What is the meaning nowadays of teaching about the Islamic religious phenomenon rather than the Islamic religion as such? The International Institute of Religious Thought in Paris (IIIT) attempted to answer this difficult question during a study day attended by intellections and experts on Islam. Speakers included Mohammed Mestiri (director of the IIIT), Mustafa Cherif, a philosopher and the director of the Masters in Islamic Studies at Barcelona University, Stéphane Lation Professor at Fribourg University and Charles Saint-Prot, Director of the Institute of Geopolitical Studies in Paris.
The debate showed that nowadays Islam should no longer be considered a spiritual subject or an organisation of worship of the divine, but rather a phenomenon. This new and ambitious paradigm also involves the Humanities; philosophy, sociology, history, epistemology and anthropology. Islam is above all a reality, a phenomenon that extends over time and space through a diversity of eras and societies. All too often the historical, anthropological and the generally scientific perspective has opposed the religious, theological or spiritual. These two approaches are not mutually exclusive, on the contrary they should cooperate in the multi-disciplinary character to allow Islam to move forwards in the 3rd millennium.
Only if one considers Islam as a religious phenomenon and not a collection of irrefutable dogmas, and only if its analysis is accompanied by the scientific discipline of the Humanities, will communities be allowed to improve and integrate with modernity without trauma. According to Mohammed Mestiri, it is necessary to revise the concept of instruction of the Islamic religious phenomenon, since on one hand one continues to teach a ‘contradictory’ and ‘patrimonial’ Islam and on the other the focus is exclusively on its sociological aspects. Mestiri wonders why all attempts to teach Islam at the university level have failed and asks if the ‘resistance groups’ in Switzerland, Belgium, Strasbourg and Barcelona will succeed in overturning the dominant trend.
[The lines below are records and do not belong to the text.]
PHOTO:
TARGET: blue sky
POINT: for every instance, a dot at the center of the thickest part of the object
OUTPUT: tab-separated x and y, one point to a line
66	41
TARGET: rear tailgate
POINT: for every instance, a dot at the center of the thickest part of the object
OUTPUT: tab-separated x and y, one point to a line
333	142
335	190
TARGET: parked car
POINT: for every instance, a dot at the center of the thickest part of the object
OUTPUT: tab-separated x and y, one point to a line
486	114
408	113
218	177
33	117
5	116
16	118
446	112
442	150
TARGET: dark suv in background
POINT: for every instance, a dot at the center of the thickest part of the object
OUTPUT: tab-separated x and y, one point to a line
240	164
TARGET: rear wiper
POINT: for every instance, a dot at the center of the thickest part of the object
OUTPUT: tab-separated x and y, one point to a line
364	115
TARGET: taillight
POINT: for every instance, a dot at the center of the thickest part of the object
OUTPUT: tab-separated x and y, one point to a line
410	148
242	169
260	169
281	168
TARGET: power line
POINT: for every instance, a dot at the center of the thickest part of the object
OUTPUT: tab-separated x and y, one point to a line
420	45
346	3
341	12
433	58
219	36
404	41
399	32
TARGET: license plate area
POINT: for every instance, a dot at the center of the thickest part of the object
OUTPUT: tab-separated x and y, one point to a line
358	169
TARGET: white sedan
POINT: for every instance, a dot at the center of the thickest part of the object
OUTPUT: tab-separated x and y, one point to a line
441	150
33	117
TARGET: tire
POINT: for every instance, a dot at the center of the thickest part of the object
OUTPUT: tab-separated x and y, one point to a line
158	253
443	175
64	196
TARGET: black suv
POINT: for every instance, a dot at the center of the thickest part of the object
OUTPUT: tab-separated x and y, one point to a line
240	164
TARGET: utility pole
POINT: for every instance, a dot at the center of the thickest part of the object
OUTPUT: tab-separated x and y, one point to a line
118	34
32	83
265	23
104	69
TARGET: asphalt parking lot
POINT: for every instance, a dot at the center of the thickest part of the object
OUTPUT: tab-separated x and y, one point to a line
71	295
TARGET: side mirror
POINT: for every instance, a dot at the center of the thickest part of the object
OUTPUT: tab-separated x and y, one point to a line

In modern society, deprived of reference points, there is now a return of religion. The problem is that the passing down of the religious tradition is not coherent with the powerful return of religious demands. On the contrary, there appears to be a gap between the phenomenon as it is expressed within society and the answer provided by the academic world. All in all universities, institutes and schools do not seem to be up to the challenge and communities experience this dichotomy between a powerful presence of religion within the public sphere and the lack of religious instruction in the academic field. According to the philosopher Mustafa Cherif, the very presence of almost 20 million Muslim citizens in Europe should provide a reason for an in-depth study and knowledge of Islam. The root of the problem is, in fact, ignorance. Without a minimum of knowledge of the Islamic religion and civilisation, it is nowadays impossible to understand the euro-Mediterranean process, the phenomenon of immigration or the never ending exchanges between the two shores of the Mediterranean. The attacks of 9/11 have caused a caesura, but also the creation of a new public enemy, the Muslim citizen.
The reaction to Islamophobia is extremist fanaticism. According to Cherif, teaching Islam in its authentic, open and civilised version means providing an objective answer for those who use Islam to spread hatred and intolerance. 21st Century Orientalism aggressively accompanied the colonial phenomenon but also provided valuable elements. Paradoxically nowadays the teaching of the Islamic religious phenomenon and culture has been reduced significantly and the media simply emphasise its deformed aspects and political elements. Islam remains the second religion in Europe. This is the reason for which it should be understood and studied, but above all not ignored.